Failure Mode and Effects Analysis (FMEA), is a systematic approach for performing failure analysis of a product, process, or system. A FMEA begins by evaluating all possible failure modes of the item being analyzed, and then determining the possible causes and resulting effects of those failures. You then assess the risk level associated with each of the failure modes, based on a set of established criteria. Finally, you find ways to detect, mitigate, or prevent failures deemed most critical.
FMEA is a well-organized and step-by-step approach to identifying potential failures of a product, service, design, or process, and then effectively addressing those failures that represent the highest risk. FMEA was first developed by the U.S. Department of Defense in the 1940s. Since then, it has been adopted as a valuable tool to help companies establish and improve their quality objectives.

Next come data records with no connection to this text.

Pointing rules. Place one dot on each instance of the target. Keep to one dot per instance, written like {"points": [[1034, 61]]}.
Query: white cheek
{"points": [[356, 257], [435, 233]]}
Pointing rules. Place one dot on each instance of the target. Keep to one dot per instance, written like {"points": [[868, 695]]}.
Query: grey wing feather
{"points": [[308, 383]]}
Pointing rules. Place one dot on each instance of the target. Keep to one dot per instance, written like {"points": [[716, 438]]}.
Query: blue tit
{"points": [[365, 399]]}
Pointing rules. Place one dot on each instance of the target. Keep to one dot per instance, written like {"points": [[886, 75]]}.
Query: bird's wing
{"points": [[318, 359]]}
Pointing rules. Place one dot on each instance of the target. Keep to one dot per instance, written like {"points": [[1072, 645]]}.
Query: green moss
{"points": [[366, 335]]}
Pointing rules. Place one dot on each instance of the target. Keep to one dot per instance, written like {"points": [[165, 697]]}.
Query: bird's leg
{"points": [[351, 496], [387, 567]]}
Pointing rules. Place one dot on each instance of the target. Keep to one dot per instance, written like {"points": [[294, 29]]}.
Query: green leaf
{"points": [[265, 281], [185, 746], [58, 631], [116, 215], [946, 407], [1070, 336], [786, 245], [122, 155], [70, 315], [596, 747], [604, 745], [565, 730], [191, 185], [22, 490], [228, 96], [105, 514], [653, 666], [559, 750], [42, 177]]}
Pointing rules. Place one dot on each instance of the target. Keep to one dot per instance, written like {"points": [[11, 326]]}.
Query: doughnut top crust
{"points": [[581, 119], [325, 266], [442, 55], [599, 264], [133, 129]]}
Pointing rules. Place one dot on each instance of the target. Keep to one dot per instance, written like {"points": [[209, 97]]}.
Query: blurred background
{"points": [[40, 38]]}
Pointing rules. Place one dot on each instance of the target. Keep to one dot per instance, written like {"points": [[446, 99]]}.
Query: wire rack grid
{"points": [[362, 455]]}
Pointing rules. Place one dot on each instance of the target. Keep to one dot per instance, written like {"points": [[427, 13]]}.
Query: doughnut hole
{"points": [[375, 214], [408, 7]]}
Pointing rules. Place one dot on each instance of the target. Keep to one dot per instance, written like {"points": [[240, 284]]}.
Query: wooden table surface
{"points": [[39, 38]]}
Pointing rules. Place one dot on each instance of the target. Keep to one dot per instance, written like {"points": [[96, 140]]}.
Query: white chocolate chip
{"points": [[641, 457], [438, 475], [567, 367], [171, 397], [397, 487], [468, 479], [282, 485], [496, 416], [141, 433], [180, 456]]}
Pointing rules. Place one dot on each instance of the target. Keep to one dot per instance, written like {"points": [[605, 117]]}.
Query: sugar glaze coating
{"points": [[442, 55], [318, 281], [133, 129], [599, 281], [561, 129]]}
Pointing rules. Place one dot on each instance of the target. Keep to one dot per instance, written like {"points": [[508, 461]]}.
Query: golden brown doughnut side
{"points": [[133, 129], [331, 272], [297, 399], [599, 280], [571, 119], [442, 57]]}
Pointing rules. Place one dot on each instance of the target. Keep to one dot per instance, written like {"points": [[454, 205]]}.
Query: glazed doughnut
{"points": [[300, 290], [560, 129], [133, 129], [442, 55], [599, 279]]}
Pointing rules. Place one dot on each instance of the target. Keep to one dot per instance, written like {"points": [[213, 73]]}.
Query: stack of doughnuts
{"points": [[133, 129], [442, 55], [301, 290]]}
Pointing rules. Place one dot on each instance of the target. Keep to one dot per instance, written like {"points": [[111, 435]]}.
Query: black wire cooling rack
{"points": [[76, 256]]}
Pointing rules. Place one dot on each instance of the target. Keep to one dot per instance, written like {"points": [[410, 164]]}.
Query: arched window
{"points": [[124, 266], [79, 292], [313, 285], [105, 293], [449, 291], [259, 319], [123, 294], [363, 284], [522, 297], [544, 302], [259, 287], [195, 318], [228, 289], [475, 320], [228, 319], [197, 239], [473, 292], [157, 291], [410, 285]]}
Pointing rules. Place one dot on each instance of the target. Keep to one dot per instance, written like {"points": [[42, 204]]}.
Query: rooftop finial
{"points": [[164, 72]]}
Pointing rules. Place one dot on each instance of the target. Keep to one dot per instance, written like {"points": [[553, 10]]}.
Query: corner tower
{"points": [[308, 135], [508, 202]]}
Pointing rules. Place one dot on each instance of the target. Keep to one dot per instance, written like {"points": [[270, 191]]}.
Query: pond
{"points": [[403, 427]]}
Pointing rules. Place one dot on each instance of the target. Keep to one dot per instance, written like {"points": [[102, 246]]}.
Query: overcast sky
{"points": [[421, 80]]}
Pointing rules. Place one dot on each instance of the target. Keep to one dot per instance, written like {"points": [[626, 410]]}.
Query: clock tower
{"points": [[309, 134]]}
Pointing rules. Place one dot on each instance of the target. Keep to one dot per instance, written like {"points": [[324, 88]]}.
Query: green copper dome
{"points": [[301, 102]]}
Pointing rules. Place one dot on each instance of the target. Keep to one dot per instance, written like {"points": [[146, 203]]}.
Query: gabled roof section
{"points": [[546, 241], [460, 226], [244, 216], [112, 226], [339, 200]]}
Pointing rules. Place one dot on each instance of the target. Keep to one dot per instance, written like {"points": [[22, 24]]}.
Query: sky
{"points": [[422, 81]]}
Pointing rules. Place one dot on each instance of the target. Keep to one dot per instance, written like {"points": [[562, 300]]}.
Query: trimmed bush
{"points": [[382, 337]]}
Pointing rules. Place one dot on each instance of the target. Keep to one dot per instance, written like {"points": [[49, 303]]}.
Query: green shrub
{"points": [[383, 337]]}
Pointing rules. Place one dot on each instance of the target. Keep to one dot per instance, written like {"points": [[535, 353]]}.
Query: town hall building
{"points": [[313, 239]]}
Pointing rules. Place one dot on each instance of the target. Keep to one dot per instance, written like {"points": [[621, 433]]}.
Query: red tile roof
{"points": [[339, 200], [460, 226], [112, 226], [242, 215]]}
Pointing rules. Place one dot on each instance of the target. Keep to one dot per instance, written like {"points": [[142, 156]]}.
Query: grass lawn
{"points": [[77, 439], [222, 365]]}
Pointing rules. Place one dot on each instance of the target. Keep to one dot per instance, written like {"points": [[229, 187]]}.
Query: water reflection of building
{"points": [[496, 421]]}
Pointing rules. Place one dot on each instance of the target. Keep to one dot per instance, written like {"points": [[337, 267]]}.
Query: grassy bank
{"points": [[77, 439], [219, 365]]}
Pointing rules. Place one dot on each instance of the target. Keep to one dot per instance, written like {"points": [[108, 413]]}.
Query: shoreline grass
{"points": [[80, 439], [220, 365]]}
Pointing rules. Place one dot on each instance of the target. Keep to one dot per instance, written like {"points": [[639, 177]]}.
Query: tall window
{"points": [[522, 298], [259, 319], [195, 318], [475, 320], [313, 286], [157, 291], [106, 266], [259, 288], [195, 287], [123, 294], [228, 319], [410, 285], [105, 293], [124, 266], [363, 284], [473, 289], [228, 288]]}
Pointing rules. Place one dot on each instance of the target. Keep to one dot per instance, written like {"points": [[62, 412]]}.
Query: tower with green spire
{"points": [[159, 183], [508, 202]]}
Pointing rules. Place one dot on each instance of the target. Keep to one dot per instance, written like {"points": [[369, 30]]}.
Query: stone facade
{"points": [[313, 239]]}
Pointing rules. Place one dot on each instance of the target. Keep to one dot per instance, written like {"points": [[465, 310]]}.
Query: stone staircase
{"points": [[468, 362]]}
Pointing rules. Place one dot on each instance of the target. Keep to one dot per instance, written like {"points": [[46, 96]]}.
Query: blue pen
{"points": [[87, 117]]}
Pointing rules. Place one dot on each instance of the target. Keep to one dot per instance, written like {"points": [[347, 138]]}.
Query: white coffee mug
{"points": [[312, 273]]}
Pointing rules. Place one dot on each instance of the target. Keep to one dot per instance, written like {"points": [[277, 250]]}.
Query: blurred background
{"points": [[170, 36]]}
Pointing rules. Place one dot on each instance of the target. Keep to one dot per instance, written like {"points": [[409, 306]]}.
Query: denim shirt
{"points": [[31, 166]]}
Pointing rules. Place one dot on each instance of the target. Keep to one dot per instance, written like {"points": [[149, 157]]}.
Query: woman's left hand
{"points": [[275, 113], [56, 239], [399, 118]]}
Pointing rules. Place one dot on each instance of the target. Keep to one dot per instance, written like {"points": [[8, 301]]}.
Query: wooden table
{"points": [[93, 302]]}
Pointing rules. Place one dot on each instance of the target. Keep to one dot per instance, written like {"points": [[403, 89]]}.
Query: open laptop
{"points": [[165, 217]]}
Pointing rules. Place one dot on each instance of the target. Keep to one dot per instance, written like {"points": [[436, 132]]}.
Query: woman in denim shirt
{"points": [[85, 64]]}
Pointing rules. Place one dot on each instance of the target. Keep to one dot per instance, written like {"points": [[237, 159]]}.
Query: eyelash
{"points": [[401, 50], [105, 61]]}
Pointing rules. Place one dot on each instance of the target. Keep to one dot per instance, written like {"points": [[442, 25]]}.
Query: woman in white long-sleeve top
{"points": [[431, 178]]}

FMEAs help to support and advance sound engineering design principles. FMEA is not meant to replace good engineering design, but to augment design practices by identifying and addressing potential design deficiencies. The effective use of FMEAs results in high-quality products – a central aim for reliability and quality-conscious organizations. It is why you see FMEAs performed across a broad range of industries, and why FMEAs consistently remain one of the most popular methodologies employed in reliability engineering.
Many types of FMEA exist. Although there are differences in use and implementation, all FMEAs have the same essential goal. The aim is to assess risk and to detect, mitigate, or eliminate critical risk events.
Some examples of FMEA types include:
- Design (DFMEA): A DFMEA takes place during the design stage of a product. It aims to detect and mitigate the effects of failures before a product is manufactured and shipped out.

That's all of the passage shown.